Overview
- Also called: Italdesign Maya
- Production: 1984
- Designer: Giorgetto Giugiaro at Italdesign

Body and chassis
- Class: Concept car
- Body style: 2-door targa top
- Layout: RMR layout

Powertrain
- Engine: 3.0 L V6
- Transmission: 5-speed manual

= Ford Maya =

1984 concept car built by Italdesign

The Ford Maya is a concept car designed and built by Italdesign for Ford. It debuted in 1984 at the Turin Motor Show.

== History ==
The Maya was designed to test the waters for a 2-seater, targa top sports car for the U.S. market. Ford had planned to put the Maya into production, building 50 units per day (about 12,000 per year), and as such the concept was built to be fully functional. The design was criticized for being too similar to the Giugiaro designed Lotus Etna concept unveiled that same year.

== Specifications ==
The Maya is powered by a mid-mounted Ford V6 engine producing 140 hp, although this was a placeholder for a Yamaha co-developed 3.0 L V6 engine producing 250 hp that Ford had intended to put into the production model.
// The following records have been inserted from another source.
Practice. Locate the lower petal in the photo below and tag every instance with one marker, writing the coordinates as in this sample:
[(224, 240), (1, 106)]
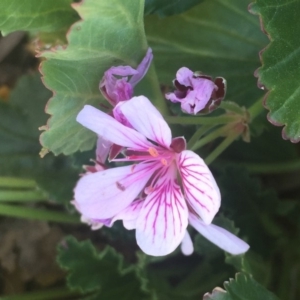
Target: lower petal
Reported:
[(103, 194), (200, 188), (162, 222), (219, 236), (130, 214), (187, 247)]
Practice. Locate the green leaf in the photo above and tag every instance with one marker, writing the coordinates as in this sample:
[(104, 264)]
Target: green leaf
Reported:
[(165, 8), (280, 63), (20, 118), (250, 206), (243, 287), (36, 15), (111, 33), (104, 272), (204, 247), (207, 39), (251, 263)]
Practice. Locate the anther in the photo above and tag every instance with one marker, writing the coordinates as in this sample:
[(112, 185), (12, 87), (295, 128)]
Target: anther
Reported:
[(153, 152)]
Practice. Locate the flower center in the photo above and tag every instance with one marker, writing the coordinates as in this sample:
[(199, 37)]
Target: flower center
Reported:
[(153, 152)]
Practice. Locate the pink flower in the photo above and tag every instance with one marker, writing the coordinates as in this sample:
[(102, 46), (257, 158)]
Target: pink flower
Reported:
[(165, 188), (197, 92), (116, 90)]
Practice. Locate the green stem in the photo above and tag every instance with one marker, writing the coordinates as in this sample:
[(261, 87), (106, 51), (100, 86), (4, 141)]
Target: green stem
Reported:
[(233, 107), (37, 214), (27, 195), (256, 108), (278, 167), (223, 119), (56, 294), (197, 135), (159, 101), (221, 147), (17, 182), (208, 138)]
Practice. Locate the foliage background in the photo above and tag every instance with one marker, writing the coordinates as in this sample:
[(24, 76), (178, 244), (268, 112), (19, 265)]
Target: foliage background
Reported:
[(258, 180)]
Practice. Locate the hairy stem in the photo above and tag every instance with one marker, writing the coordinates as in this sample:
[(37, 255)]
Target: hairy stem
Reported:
[(210, 137), (197, 135), (159, 101), (256, 108), (221, 147), (232, 107)]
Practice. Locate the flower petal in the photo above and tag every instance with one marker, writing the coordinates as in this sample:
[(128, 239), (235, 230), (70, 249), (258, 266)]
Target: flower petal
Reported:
[(219, 236), (130, 214), (110, 129), (162, 221), (104, 194), (142, 68), (187, 247), (200, 188), (184, 76), (146, 119)]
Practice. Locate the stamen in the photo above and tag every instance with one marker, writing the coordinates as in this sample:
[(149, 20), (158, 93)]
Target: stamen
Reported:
[(153, 152), (164, 161), (148, 190), (120, 186)]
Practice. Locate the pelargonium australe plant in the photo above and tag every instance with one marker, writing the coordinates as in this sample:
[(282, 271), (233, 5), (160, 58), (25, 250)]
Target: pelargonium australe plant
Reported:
[(138, 151)]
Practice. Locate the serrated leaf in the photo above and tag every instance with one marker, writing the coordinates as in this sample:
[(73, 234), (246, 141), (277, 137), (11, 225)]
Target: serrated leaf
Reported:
[(280, 63), (165, 8), (243, 287), (20, 118), (207, 39), (111, 33), (104, 272), (36, 15)]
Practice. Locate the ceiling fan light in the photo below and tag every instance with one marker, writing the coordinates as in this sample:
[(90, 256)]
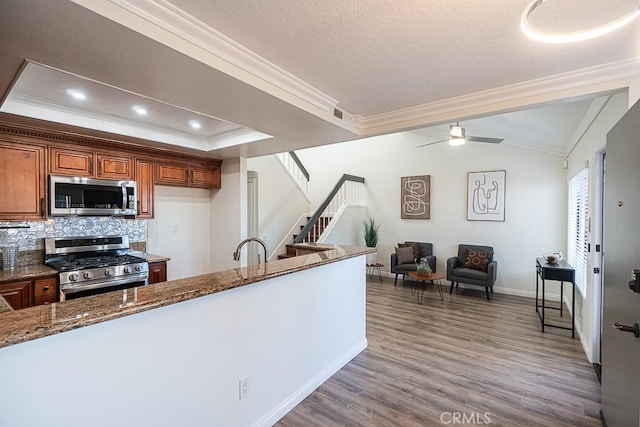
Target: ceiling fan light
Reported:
[(456, 131)]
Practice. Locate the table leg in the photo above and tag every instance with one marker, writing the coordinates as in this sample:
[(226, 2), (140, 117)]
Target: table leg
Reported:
[(542, 305), (537, 278), (420, 294), (573, 309), (439, 283)]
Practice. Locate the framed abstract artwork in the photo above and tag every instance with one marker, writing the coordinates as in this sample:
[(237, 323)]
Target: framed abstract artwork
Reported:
[(485, 195), (415, 197)]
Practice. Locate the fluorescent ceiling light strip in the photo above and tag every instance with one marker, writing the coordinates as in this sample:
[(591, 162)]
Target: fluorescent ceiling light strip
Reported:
[(571, 37)]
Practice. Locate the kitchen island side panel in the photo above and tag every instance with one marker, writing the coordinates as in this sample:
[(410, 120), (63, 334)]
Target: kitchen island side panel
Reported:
[(181, 364)]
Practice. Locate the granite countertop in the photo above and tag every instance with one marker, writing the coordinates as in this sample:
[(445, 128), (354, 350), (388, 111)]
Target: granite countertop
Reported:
[(44, 320), (4, 305), (27, 272)]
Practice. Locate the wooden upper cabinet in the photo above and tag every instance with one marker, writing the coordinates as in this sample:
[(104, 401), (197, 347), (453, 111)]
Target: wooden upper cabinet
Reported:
[(204, 177), (172, 173), (145, 184), (114, 167), (188, 174), (23, 177), (74, 162), (64, 161)]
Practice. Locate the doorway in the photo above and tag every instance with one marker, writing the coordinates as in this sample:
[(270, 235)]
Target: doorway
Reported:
[(252, 216)]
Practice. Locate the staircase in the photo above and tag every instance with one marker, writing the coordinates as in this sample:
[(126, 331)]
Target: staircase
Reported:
[(312, 236), (348, 190)]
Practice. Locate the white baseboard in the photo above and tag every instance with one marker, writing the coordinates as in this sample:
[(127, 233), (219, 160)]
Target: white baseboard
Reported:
[(499, 290), (310, 386)]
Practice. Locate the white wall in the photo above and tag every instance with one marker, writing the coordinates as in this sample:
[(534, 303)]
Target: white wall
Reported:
[(181, 220), (535, 198), (181, 364), (229, 215), (280, 201), (593, 142)]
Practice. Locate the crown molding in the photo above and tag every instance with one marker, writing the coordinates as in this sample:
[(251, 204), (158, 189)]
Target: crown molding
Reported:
[(51, 111), (167, 24), (586, 81)]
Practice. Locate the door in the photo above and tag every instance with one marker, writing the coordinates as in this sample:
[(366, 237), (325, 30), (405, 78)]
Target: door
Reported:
[(621, 349)]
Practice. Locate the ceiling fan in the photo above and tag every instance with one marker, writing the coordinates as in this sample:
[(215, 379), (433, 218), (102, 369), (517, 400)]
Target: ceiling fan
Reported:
[(458, 137)]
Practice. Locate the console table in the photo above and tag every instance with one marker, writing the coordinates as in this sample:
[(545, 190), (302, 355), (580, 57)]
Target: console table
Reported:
[(562, 272)]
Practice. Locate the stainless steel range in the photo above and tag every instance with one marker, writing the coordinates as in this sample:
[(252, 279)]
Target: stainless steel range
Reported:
[(94, 265)]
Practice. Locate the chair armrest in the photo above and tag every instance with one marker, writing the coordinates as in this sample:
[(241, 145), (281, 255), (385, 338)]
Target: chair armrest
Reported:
[(451, 264), (431, 260), (492, 272), (394, 262)]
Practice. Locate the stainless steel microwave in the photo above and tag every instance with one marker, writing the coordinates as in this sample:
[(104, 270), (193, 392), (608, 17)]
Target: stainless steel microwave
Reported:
[(69, 195)]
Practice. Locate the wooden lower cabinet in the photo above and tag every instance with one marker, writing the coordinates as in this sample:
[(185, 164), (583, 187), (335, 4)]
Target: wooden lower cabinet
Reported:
[(45, 291), (27, 293), (17, 294), (157, 272)]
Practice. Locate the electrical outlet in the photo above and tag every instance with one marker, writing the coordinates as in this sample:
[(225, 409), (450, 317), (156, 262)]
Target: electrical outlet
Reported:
[(244, 387)]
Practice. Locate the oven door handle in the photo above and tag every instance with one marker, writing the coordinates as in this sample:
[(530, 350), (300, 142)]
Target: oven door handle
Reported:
[(100, 283), (125, 201)]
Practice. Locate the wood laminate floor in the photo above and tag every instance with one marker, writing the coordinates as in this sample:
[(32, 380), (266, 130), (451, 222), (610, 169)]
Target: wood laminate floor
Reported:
[(484, 362)]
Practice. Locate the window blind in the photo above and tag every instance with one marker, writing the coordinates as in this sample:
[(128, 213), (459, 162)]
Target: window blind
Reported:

That power is sent to the rear wheels through a 5-speed manual transmission. The Giugiaro wedge design gives it a drag coefficient of 0.28 cx. The interior features twin leather bucket seats, space for luggage behind the seats and most of the buttons for car controls mounted on the steering wheel. As it was built for the U.S. market, it features a soft plastic, deformable front bumper.

== Maya II ES ==
In 1985, after the first Maya concept had been unveiled, Ford requested that a second car be built, called the Maya II ES. At the request of Ford, the ES features a modified design with smoother lines and a central air intake inspired by Ferrari models of the time. Ford requested the concept be painted in flaming red, but as soon as the car returned to Italdesign, it was repainted in two different shades of metal grey.

== Maya II EM ==
The same year that the Maya II ES was built, Ford requested that Italdesign build a third prototype, which was called the Maya II EM. The EM was finished in July 1985, it was built to test the concept in normal road conditions. It features a modified design with a notchback rear end and a new, longitudinally mounted biturbo 3.0 L V6 engine producing 300 hp.